Main author information

Mónica Lindsay-Pérez (United Kingdom) 10685
Scientific production

Event
GKA VISUAL 2022:     8th International Conference on Visual Culture
06/16/2022

Keywords
Spain; Magazines; Gender; Race; Whiteness; Identity; Visual culture

Abstract

In his canonical text, "White", Richard Dyer says, “race is not only attainable to people who are not white, nor is imagery of non-white people the only racial imagery.” He warns against the treatment of whiteness as an invisible entity: a "non-race", "non-religion" or “non-identity”. This, he says, is how whiteness keeps its power.
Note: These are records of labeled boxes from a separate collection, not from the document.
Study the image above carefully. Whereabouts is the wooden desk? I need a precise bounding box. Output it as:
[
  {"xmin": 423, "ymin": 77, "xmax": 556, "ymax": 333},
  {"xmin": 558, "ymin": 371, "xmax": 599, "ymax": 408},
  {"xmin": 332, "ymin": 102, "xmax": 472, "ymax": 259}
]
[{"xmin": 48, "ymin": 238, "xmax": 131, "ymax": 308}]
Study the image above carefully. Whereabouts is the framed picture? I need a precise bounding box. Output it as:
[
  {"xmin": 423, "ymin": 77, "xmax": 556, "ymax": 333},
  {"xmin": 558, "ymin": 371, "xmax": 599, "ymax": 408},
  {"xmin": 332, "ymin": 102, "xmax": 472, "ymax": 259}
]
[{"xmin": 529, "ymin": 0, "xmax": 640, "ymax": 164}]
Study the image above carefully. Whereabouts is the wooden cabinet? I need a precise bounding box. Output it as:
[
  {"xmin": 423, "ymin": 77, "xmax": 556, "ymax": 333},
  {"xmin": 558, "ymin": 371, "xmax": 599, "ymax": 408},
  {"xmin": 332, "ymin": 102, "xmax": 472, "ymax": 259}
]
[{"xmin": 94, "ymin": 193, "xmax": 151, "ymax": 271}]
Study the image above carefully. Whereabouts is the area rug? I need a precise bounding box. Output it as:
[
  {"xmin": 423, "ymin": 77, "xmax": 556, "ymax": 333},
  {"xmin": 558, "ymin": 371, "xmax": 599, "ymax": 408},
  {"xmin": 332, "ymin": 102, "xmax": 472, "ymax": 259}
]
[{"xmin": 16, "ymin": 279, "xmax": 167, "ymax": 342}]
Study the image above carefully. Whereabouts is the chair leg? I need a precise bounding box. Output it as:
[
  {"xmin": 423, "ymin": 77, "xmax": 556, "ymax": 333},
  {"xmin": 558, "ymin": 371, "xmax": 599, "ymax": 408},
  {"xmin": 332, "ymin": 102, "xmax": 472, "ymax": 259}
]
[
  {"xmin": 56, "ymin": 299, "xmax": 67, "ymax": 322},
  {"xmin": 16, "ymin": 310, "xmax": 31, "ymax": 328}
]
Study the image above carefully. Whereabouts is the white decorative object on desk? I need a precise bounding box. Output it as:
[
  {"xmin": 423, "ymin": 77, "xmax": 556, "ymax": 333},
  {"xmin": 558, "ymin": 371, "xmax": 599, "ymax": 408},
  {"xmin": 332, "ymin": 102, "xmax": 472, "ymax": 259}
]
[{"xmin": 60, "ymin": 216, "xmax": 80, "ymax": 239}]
My paper studies the visual construction of whiteness in early twentieth-century Spanish magazines, in order to debunk the idea that white identity was not (and is not) carefully crafted in Spain. Images of white women have historically dominated the pages of Spanish magazines: selling white "Oriental" pills, skin-whitening creams, and more. Many of the images and products that I include in my paper were globally successful, sold from Latin America, to Spain, to France and even Australia. They thus reveal how Spanish advertisers and illustrators grappled to make Spain’s presentations of whiteness compatible with the global and European market. Given the rise of far right and racist ideologies in Spain, it is critical that art historians step up, providing the necessary context to nuance people’s consumption of historical and contemporary constructions of whiteness in art and media. In the pandemic, art and popular culture have proved invaluable for social wellbeing. It is clear that the visual materials that we encounter every day – posters, magazines, and adverts – are the spaces where our ideas are shaped and contested. In this new context of appreciation for the importance of visual culture, “whiteness” must be included in conversations about the creation and recreation of identities, ethnicities and genders in a globalized era.